Why is the Nissan Leaf so popular in Norway and across Scandinavia?

nissan leaf
Nissan Leaf goes Scandinavian crazy!
nissan leaf
Nissan Leaf goes Scandinavian crazy!

While it is not a secret that electric cars are more accepted and more popular across Scandinavia, the Nissan Leaf appears to be extremely popular in Norway. Such is the popularity of this award-winning vehicle that it accounted for 1.7% of total Norwegian car sales in 2012 and has so far sold 3,300 units since October 2011.  Globally the Nissan Leaf has sold 50,000 units making it the best selling electric car of all time.  When you also consider the fact that it was Nissan’s second best-selling car model in Norway we begin to ask ourselves why electric cars are so popular across Scandinavia?

Is it financial or is it environmental?

Despite all the hype surrounding the electric car market the fact is that you will choose an electric vehicle because there is a financial incentive and/or you have environmental considerations to not use gas.

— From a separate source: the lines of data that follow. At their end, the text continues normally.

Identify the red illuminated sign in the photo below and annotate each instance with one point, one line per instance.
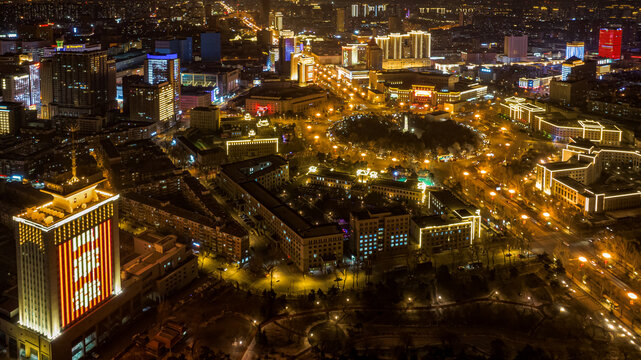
(86, 276)
(610, 43)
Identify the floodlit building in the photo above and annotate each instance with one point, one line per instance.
(253, 182)
(374, 232)
(576, 179)
(251, 148)
(453, 225)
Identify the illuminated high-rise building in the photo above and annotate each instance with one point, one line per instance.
(396, 46)
(383, 43)
(610, 43)
(515, 47)
(15, 87)
(420, 42)
(576, 49)
(11, 114)
(341, 19)
(153, 103)
(164, 68)
(80, 83)
(68, 256)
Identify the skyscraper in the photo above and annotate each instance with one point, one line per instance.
(420, 42)
(210, 47)
(180, 46)
(341, 19)
(11, 115)
(373, 56)
(154, 103)
(164, 68)
(575, 48)
(515, 47)
(80, 84)
(68, 255)
(610, 43)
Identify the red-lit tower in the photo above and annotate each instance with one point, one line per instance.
(610, 43)
(68, 255)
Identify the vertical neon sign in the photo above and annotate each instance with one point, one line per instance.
(85, 272)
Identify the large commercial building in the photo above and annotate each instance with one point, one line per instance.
(164, 68)
(453, 225)
(575, 49)
(610, 43)
(250, 148)
(68, 269)
(151, 102)
(210, 47)
(205, 118)
(11, 117)
(82, 83)
(271, 100)
(424, 87)
(576, 180)
(375, 232)
(253, 182)
(515, 47)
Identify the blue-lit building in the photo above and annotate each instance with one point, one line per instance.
(576, 49)
(161, 68)
(378, 231)
(210, 47)
(183, 47)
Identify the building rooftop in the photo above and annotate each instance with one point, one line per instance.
(251, 169)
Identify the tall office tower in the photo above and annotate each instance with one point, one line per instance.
(164, 68)
(181, 46)
(11, 117)
(383, 42)
(46, 88)
(610, 43)
(80, 84)
(68, 256)
(373, 56)
(515, 47)
(305, 70)
(394, 24)
(127, 83)
(576, 49)
(278, 21)
(265, 8)
(210, 47)
(151, 102)
(354, 10)
(396, 46)
(286, 49)
(421, 44)
(341, 20)
(205, 118)
(15, 87)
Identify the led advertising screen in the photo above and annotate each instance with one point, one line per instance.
(86, 276)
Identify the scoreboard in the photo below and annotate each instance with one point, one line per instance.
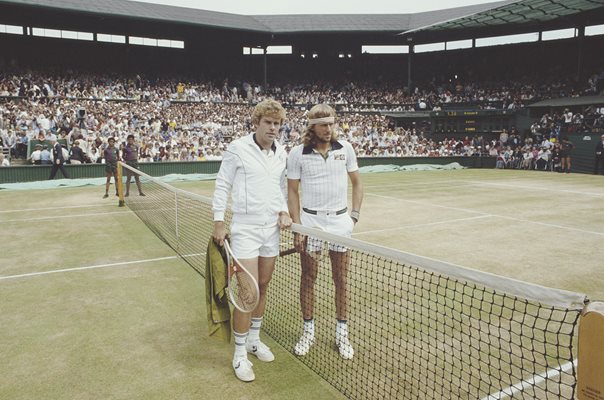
(471, 122)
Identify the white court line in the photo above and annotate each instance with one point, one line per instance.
(66, 216)
(534, 381)
(414, 184)
(421, 225)
(57, 208)
(56, 271)
(480, 183)
(423, 203)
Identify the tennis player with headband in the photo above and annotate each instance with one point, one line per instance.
(253, 172)
(322, 165)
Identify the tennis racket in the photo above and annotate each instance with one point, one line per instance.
(242, 286)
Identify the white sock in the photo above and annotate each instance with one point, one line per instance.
(309, 326)
(342, 328)
(254, 336)
(240, 339)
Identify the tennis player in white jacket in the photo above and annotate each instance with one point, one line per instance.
(253, 172)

The fact that the vast majority of electric cars available today look almost identical to their gasoline counterparts is also something that has not gone unnoticed. So, do Norwegian drivers have more of a conscience about the environment or is it financial?

The environment

Scandinavians have a greater understanding of the impact that vehicle emissions have on the environment. Even though there are potential financial benefits to going “green” and buying an electric car, like the Nissan Leaf, if there was not such a strong green movement in the country then the degree to which electric cars have been accepted would likely be significantly lower. However, aside from the natural Scandinavian view on the environment there is no doubt that governments across the Nordic regions have been making greater leaps with regards for electric vehicle tax incentives, fast charging stations, and laws compared to Western nations.

Electric car owners have Advantages in Norway

If we quickly run through a number of positive aspects to driving an electric car in Norway for example, you will very quickly appreciate why electric vehicles are popular in this part of the world. Firstly, electric cars are able to use bus lanes in any towns, they attract no tax whatsoever and the government and local authorities have worked very hard to create a free national charging network with around 3,500 regular stations available. There are also an additional 65 fast charging stations dotted across the country with promises of more to follow in Norway.  This means nobody who buys an electric car needs to worry about “range anxiety.” While many other governments around the world continue to grab the headlines, invest billions of dollars into the industry, it seems that governments across Scandinavia prefer to offer endless empty promises. We have also had confirmation that Nissan is committed to a further 10 charging stations as part of an agreement across Europe which will see an additional 400 electric car charging stations built in the short to medium term.  This should help electric vehicle sales as well as Nissan Leaf sales on a whole.

Passing your test in an electric vehicle

For some people it is difficult to spot an electric vehicle in their neighborhood since they are are still not as many on the road as there should be.  How many of us have actually seen someone learning to drive in an electric car though? Well, the growing popularity of electric vehicles across Norway has enabled the country to offer the first driving exam in the world in which you are able to pass your driver’s exam in an electric car. As you guessed it, the car in question was a Nissan Leaf and it was used for the driving test because the driver had only ever driven an electric vehicle before. There must be some lessons which Western governments can learn from their Scandinavian counterparts? There must be a key to unlocking the electric car industry because, the technology is there, it is improving all of the time, battery charging stations are emerging and companies such as Nissan are determined to “crack the mass market”. But what is that missing ingredient?